PECHINO, 7 ottobre 2014 - SECONDO un vecchio detto, «una foto vale più di mille parole». È quello che devono avere pensato, in un primo momento, i censori cinesi guardando le immagini che provenivano da Hong Kong. Migliaia di giovani seduti per terra, che con cartelli e megafoni reclamano un sistema politico democratico, non potevano non far venire in mente altre migliaia di giovani: quelli che, 25 anni fa, occuparono piazza Tienanmen a Pechino, dando il via a una breve stagione di speranza, conclusasi due mesi dopo con un bagno di sangue che ha inflitto alla società cinese una ferita che ancora non si è rimarginata. Quindi: niente informazioni e soprattutto niente immagini (che sono state bloccate anche dalla popolarissima ‘wechat’, l’applicazione per i telefoni cellulari simile a WhatsApp che permette una comunicazione immediata e poco costosa e che viene usata da decine di milioni di cinesi) sui media in cinese seguiti dai cinesi. Le critiche ai manifestanti di Hong Kong sono state affidate agli editorialisti del Quotidiano del Popolo, la voce del comitato centrale comunista. Gli attivisti sono stati avvertiti con toni da Terza Internazionale che il loro movimento per «il cosidetto suffraggio universale» è «destinato al fallimento».

Poi, a partire da sabato scorso, si è assistito a un cambio di marcia: ora vengono pubblicati molti articoli di cronaca secondo i quali le proteste sono un pericolo per la prosperità dell’ex colonia britannica, ma che non ne spiegano le cause. Il cambio di registro ha coinciso con l’apparizione nelle strade di Hong Kong di ‘cittadini esasperati’ dalle proteste.

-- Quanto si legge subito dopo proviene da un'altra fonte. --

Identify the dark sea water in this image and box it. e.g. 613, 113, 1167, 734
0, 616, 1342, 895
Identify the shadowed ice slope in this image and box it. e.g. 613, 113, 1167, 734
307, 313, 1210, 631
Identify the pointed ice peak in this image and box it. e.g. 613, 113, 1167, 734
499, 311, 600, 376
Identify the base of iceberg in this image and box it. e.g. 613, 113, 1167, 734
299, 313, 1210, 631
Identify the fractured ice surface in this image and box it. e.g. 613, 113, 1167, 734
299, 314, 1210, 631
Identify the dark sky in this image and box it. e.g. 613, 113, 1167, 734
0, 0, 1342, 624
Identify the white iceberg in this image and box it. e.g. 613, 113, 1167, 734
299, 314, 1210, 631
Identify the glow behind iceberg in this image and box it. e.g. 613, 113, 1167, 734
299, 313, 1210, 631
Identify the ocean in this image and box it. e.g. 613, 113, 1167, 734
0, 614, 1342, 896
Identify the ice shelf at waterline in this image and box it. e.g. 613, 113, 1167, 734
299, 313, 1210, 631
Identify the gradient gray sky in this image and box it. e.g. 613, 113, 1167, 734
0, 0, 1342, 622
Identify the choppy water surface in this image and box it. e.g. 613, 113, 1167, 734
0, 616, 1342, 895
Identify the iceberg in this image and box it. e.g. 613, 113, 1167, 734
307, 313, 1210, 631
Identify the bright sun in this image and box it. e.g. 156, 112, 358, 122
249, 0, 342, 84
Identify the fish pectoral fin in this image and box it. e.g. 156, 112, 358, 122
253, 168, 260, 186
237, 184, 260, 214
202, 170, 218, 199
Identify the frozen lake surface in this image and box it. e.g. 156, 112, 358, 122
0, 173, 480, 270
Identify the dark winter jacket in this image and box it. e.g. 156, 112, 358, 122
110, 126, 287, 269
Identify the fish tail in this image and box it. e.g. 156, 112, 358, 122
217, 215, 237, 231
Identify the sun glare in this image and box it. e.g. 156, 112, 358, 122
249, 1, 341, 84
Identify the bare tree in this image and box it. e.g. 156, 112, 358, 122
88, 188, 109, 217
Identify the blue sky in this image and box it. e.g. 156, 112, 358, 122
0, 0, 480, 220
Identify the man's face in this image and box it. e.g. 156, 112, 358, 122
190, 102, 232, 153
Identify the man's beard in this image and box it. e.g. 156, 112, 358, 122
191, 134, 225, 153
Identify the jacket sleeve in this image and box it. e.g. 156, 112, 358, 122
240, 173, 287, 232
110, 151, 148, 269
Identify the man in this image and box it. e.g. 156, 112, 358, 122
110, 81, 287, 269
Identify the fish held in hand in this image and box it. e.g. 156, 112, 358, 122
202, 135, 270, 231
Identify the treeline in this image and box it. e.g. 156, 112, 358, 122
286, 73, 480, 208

Peccato che alcuni di questi ‘cittadini’ vestissero in calzoncini e maglietta e ostentassero vistosi tatuaggi sui bicipiti; peccato che abbiano cercato di attaccare fisicamente i manifestanti, minacciando di stuprare le giovani donne presenti. E peccato che alcuni di loro, fermati dalla polizia, si siano rivelati essere membri di basso livello delle Triadi, le organizzazioni mafiose che hanno una lunga tradizione nel sud della Cina. Non è la prima volta che nella metropoli i ‘soldati semplici’ delle Triadi sono stati usati contro i critici di Pechino, e contro quelli dei tycoon locali, che sui buoni rapporti con la Cina hanno prosperato nei 17 anni trascorsi dall’handover, cioè il passaggio di potere dalla Corona britannica alla Repubblica Popolare Cinese.

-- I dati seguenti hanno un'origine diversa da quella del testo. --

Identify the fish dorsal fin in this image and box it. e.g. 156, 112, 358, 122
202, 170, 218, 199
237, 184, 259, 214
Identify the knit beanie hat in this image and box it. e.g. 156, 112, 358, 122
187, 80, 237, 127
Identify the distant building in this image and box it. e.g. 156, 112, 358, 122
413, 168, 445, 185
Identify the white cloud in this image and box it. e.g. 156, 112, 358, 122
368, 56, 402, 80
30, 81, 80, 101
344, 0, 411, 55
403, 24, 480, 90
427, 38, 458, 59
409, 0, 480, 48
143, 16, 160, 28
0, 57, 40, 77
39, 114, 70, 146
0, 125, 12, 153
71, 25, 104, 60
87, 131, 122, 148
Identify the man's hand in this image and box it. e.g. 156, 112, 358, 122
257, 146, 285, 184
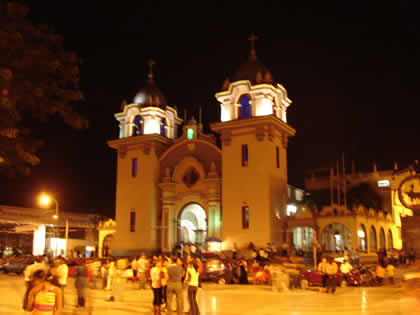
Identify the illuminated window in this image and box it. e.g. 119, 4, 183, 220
132, 115, 143, 136
242, 206, 249, 229
130, 211, 136, 232
241, 144, 248, 166
238, 95, 251, 118
187, 128, 194, 139
131, 158, 137, 177
160, 118, 166, 137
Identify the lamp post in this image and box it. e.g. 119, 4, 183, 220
39, 194, 69, 254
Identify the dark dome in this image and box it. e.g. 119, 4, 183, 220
133, 78, 168, 107
233, 55, 273, 84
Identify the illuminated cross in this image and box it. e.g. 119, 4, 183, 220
147, 59, 156, 81
248, 33, 258, 57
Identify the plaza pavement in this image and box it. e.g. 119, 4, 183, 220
0, 268, 420, 315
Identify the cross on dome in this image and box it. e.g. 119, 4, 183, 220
147, 59, 156, 81
248, 33, 258, 59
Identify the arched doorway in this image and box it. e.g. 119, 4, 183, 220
379, 227, 386, 249
321, 223, 351, 252
357, 224, 367, 251
369, 225, 378, 253
293, 226, 313, 251
178, 203, 207, 244
388, 229, 394, 249
102, 234, 114, 257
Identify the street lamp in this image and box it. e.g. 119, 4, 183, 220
39, 194, 69, 251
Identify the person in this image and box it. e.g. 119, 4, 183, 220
137, 254, 147, 289
52, 257, 69, 307
386, 263, 395, 284
131, 257, 139, 283
161, 257, 169, 312
232, 243, 238, 260
23, 256, 48, 309
239, 257, 248, 284
27, 270, 63, 315
73, 263, 87, 307
166, 257, 184, 315
150, 260, 162, 315
185, 262, 200, 315
86, 258, 101, 289
340, 260, 353, 284
376, 262, 385, 285
327, 257, 338, 294
318, 257, 328, 292
105, 259, 117, 302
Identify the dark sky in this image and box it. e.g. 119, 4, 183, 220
0, 0, 420, 215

In febbraio a fare le spese di queste usanze è stato il giornalista Kevin Lau, che da pochi giorni era stato licenziato dal suo posto di direttore del Ming Pao, un giornale di Hong Kong che si era distinto in una serie di battaglie civili. Tra l’altro il giornale aveva denunciato irregolarità edilizie e finanziarie di alcuni dei burocrati e dei tycoon legati a Pechino, tra cui l' attuale capo del governo locale Leung Chun-ying. Il giornale ha inoltre collaborato con i media stranieri che hanno prodotto degli scoop scomodi per Pechino, come le indagini sulle ricchezze accumulate dalle famiglie dell’ex premier Wen Jiabao e dell’attuale presidente cinese Xi Jinping.

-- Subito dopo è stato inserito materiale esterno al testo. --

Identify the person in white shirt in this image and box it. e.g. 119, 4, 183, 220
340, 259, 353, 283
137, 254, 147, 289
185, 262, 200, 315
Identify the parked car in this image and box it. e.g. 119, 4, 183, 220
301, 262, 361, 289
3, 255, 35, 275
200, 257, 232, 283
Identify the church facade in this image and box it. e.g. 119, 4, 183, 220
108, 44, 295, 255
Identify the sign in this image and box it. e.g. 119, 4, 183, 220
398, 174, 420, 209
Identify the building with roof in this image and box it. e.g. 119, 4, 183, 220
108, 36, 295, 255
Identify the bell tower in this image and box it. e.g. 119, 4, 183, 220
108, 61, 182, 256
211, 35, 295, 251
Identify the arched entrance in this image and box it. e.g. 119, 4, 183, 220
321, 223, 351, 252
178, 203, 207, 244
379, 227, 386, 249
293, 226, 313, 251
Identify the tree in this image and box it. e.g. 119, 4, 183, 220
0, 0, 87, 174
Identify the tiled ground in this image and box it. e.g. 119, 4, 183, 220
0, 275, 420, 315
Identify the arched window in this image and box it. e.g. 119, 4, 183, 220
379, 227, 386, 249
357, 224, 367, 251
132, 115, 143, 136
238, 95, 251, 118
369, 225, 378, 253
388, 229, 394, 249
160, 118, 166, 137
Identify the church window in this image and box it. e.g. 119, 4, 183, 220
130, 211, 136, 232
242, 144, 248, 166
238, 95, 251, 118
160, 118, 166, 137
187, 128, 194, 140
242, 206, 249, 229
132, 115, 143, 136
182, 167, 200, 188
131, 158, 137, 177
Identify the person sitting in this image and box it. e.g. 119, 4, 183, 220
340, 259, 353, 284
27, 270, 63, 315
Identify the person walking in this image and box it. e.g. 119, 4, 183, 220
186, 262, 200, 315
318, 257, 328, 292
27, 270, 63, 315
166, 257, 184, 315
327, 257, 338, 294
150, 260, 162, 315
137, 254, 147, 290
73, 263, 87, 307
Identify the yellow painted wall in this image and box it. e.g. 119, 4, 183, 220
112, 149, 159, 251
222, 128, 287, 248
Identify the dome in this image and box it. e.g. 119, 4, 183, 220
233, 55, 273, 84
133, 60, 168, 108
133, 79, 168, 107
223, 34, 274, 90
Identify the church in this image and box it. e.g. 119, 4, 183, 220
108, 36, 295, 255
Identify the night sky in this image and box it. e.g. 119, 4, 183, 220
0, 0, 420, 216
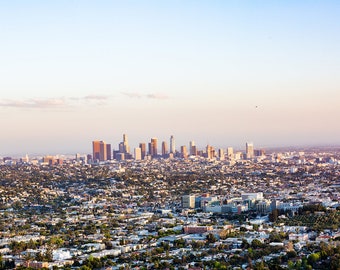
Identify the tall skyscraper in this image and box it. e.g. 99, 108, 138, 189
218, 148, 224, 160
189, 141, 197, 156
206, 144, 214, 159
123, 134, 130, 153
99, 141, 107, 161
92, 141, 100, 161
170, 135, 176, 154
162, 141, 169, 157
106, 143, 112, 160
139, 143, 146, 159
246, 142, 254, 159
227, 147, 234, 159
181, 145, 188, 159
150, 138, 158, 157
134, 147, 142, 160
92, 141, 107, 161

POCHI GIORNI dopo essere stato cacciato e sostituito con un giornalista vicino a Pechino, Kevin Lau è stato aggredito e gravemente ferito a coltellate da due giovani mentre usciva da un ristorante. Le indagini hanno portato all’arresto di undici persone, quattro nella provincia cinese del Guangdong, adiacente a Hong Kong, e sette nella stessa Hong Kong. Il commissario di polizia Andy Tsang ha dichiarato che si tratta di persone «legate alle Triadi» che sembra siano state ingaggiate per aggredire Kevin Lau. Da chi, non l’ha detto.

Secondo la polizia di Hong Kong, le Triadi hanno circa 30mila membri veri e propri, cioè quelli che hanno partecipato ai riti di iniziazione e sono legati a doppio filo con i loro leader. La cosidetta ‘cerchia esterna’ di queste organizzazioni mafiose conterebbe circa 120mila persone. Le loro attività vanno dalla ‘protezione’ delle attivita' commerciali, al controllo delle assunzioni nell’edilizia – il settore trainante dell’economia del territorio insieme alla finanza – all’usura.

NEGLI ANNI Ottanta, con l’avvicinarsi dell’handover, le Triadi cercarono, probabilmente con successo, di intavolare buone relazioni con i nuovi padroni. In una dichiarazione rilasciata nel 1984 l’allora leader cinese Deng Xiaoping ebbe a dire: «Le società

nere (mafiose) di Hong Kong sono molto potenti. Più potenti delle loro equivalenti in altri posti. Chiaro, non tutte le società nere sono oscure. Tra di loro c’è tanta brava gente».

Nel 1993 Tao Siju, allora ministro della Pubblica sicurezza (cioè dell’Interno) cinese, si spinse ad affermare che alcuni membri delle Triadi sono «cittadini patriottici» che «devono avere un ruolo nella costruzione della Nazione». Secondo Regina IP, deputata al Parlemento di Hong Kong per un partito filo Pechino, la zona di Mong Kok, nella quale si sono verificate violente aggressioni contro i manifestanti è «ben conosciuta per la presenza della Triadi».